La proposition de révision de la directive sur le marché carbone (modifiant la directive 2003/87/CE et la décision (UE) 2015/1814) vise ainsi, argumente la Commission européenne, à « renforcer considérablement le soutien à la décarbonation » des entreprises en mettant en place « un cadre plus stable et prévisible pour les investissements à long terme ». La nouvelle règlementation crée des incitations à l’investissement plus fortes en faveur de la transformation industrielle par l’intermédiaire de la mise en place de la banque de décarbonation industrielle, d’un instrument de relance des investissements et de la poursuite des actions menées par les Fonds pour l’innovation et la modernisation.

  • Les recettes du SEQE financeront désormais également la banque de décarbonation industrielle (BDI),présentée dans le pacte pour une industrie propre et qui vise à « soutenir le déploiement à grande échelle de technologies de décarbonation éprouvées dans les industries à forte intensité énergétique ». Doté d’un budget estimé à 100 milliards d’euros, elle contribuera à réduire les risques commerciaux des projets de décarbonation industrielle.
  • Dans le cadre d’une première phase de la Banque, un dispositif spécifique, l’ETS Investment Booster fournira un soutien estimé à 30 milliards d’eurospour la période 2028-2030, financé au moyen de 400 millions de quotas du SEQE et accélérera ce faisant les investissements dans la décarbonation avant 2030, promet la Commission qui avait proposé ce « coup de pouce à l’investissement » en avril afin de convaincre les États membres sceptiques.
  • . Les projets seront soutenus selon le principe du « premier arrivé, premier servi » afin de récompenser les entreprises qui investissent tôt dans la décarbonation, tout en garantissant un accès spécifique aux États membres à faible revenu.
  • En parallèle, le Fonds pour l’innovation du SEQE-UE continuera de soutenir les premières applications commerciales de technologies propres innovantes à faible intensité de carbone dans un large éventail de secteurs.
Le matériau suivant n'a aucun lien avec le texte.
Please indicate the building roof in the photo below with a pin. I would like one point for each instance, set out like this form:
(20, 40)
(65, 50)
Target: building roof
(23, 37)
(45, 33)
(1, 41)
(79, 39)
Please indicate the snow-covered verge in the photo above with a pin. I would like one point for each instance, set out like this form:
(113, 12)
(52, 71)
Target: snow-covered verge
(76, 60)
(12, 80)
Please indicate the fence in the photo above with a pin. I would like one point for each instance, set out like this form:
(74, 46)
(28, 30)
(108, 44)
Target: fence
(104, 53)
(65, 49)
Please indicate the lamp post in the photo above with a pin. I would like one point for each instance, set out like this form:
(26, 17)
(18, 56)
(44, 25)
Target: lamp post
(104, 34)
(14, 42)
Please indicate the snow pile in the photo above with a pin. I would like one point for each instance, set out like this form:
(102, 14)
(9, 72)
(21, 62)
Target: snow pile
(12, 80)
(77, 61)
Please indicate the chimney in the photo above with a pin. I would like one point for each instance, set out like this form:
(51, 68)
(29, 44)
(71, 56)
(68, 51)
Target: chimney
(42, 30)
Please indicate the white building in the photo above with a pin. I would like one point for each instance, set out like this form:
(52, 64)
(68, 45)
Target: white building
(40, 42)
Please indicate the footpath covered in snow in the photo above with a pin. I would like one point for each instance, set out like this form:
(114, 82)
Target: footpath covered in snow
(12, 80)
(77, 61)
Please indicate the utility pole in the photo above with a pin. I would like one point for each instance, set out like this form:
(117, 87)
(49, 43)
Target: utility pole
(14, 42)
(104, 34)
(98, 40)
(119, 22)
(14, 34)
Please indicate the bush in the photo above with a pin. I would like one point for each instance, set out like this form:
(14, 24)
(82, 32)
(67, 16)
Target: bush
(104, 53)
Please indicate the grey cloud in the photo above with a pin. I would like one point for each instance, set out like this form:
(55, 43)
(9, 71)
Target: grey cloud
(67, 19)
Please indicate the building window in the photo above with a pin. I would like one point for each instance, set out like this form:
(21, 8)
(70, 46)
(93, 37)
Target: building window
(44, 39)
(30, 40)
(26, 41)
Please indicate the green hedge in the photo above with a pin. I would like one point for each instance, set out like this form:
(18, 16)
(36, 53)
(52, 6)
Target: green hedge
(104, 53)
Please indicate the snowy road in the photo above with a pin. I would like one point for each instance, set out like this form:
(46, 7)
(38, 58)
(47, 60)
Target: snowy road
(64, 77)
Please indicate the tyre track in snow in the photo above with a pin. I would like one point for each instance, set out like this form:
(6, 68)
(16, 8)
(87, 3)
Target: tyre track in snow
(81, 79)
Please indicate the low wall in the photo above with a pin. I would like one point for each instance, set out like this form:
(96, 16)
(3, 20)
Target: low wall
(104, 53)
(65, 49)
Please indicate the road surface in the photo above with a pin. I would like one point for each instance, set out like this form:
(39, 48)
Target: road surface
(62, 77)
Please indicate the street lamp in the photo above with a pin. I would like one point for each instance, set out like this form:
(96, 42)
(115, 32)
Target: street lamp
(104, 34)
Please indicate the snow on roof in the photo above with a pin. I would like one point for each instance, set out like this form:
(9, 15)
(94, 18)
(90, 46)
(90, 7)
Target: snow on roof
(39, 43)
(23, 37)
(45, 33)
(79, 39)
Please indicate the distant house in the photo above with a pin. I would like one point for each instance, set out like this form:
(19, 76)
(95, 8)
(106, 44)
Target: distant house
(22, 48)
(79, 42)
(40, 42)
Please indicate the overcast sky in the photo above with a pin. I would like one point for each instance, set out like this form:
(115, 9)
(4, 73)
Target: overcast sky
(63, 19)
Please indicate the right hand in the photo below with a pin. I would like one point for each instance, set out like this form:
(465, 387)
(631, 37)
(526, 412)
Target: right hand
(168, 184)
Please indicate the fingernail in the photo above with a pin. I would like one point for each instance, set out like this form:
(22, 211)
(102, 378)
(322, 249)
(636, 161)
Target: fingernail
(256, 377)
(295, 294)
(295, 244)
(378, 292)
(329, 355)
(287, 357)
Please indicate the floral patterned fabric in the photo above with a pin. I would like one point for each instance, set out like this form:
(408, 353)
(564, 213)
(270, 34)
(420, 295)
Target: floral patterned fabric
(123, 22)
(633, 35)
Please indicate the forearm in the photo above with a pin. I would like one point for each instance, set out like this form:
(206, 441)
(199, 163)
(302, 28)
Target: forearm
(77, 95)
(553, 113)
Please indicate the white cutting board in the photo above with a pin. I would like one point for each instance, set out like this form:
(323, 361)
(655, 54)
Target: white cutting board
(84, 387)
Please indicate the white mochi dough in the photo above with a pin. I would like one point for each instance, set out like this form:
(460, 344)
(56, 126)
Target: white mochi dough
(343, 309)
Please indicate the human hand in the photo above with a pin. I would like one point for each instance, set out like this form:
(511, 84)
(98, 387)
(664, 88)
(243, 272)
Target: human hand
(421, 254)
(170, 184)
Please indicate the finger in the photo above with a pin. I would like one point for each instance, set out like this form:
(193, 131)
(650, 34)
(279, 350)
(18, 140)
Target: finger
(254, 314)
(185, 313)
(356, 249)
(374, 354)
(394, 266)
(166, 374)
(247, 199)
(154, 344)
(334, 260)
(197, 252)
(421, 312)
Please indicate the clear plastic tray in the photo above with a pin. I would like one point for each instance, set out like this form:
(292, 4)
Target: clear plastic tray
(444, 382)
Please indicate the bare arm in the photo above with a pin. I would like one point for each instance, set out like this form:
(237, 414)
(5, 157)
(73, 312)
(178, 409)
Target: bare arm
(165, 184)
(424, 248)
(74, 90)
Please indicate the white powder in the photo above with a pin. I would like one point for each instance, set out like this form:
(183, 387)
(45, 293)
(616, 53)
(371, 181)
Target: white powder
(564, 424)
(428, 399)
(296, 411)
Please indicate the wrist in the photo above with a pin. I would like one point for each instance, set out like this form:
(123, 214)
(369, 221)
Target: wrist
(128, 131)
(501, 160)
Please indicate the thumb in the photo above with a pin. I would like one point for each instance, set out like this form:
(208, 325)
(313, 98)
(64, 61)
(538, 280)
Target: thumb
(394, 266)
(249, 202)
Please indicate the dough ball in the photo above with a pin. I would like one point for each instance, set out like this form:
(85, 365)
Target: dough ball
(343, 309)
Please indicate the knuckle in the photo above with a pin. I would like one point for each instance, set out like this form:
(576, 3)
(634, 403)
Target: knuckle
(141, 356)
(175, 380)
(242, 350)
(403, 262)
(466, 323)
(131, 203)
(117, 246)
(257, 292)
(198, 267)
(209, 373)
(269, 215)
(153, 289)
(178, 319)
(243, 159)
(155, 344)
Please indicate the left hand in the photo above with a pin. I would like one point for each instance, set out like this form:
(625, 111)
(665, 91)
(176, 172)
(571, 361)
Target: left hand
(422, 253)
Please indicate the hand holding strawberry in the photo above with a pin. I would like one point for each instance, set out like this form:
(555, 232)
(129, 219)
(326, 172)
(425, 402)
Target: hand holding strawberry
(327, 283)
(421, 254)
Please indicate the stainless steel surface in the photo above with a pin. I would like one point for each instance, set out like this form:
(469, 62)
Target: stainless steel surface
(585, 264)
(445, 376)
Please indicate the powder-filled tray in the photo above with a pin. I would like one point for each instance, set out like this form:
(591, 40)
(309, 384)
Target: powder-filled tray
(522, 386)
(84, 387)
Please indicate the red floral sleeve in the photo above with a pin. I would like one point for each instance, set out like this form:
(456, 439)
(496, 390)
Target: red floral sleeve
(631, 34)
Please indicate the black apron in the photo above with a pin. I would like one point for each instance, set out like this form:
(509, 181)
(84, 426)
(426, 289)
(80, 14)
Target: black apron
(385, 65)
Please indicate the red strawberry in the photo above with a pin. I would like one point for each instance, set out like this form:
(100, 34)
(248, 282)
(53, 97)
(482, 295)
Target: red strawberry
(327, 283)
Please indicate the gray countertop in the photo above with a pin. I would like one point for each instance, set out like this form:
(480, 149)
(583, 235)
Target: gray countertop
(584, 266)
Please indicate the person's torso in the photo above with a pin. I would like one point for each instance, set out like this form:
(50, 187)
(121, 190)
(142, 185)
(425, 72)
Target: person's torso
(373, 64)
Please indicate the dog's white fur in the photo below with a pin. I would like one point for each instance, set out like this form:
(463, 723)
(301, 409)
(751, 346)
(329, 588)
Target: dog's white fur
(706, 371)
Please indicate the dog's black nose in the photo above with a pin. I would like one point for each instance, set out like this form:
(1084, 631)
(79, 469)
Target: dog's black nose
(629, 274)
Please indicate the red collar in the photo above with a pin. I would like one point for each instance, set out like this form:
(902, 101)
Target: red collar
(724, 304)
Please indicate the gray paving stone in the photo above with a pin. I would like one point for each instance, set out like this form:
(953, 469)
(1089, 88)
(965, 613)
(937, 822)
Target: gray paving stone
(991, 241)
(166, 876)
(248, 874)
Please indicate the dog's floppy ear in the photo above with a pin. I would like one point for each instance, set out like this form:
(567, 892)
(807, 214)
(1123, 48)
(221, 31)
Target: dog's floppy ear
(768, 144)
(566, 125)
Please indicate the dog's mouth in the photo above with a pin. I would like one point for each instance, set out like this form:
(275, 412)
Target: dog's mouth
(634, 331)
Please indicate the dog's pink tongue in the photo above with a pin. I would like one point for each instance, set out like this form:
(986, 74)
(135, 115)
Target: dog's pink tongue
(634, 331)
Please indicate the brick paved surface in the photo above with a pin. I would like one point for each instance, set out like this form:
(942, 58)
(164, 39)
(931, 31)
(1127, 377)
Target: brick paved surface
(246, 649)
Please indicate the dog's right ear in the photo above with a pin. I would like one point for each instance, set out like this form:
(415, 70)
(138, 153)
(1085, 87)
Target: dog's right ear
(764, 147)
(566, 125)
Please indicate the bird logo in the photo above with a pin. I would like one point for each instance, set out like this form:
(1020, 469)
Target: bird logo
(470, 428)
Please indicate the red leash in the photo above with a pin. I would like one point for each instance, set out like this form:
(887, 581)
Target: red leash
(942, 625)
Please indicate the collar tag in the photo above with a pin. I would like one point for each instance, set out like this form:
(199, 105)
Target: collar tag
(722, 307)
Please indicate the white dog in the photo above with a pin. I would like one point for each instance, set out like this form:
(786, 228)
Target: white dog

Il complètera les actions menées par la Banque en mettant l’accent sur des projets innovants présentant un risque technologique plus élevé et qui ont besoin d’un soutien pour atteindre leur maturité commerciale de manière à accélérer la décarbonation industrielle.
  • En outre, la révision de la directive renforce les  exigences relatives à la manière dont les États membres dépensent les recettes tirées des enchères du SEQE : ils seront désormais tenus de consacrer 50 % de leurs recettes nationales provenant du SEQE à des investissements visant à décarboner les secteurs couverts, ce qui représentera plus de 100 milliards d’euros d’investissements avant 2030, selon l’exécutif européen.
  • En parallèle, le  Fonds pour la modernisation du SEQE-UE, créé en 2018, continuera à soutenir les États membres à faible revenu, principalement les anciens pays communistes, afin de les aider à moderniser leurs systèmes énergétiques et accélérer le déploiement des énergies renouvelables et d’autres technologies propresCe financement est notamment assuré par la redistribution de 10 % des quotas mis aux enchères dans le cadre du SEQE. Au total, ces pays devraient recevoir 680 millions de quotas d’une valeur d’environ 50 milliards d’euros aux prix actuels.

« Ensemble, ces instruments garantiront que les recettes provenant de l’échange de quotas d’émission seront réinvesties dans l’innovation, la modernisation industrielle, l’énergie propre et la compétitivité à long terme de l’Europe », fait valoir la Commission européenne. En d’autres termes, l’industrie paye le SEQE mais récupère une partie des fonds via le Fonds pour l’innovation et le booster. Les dépenses d’investissement en décarbonation (CAPEX) sont ainsi soutenues par un co‑financement public.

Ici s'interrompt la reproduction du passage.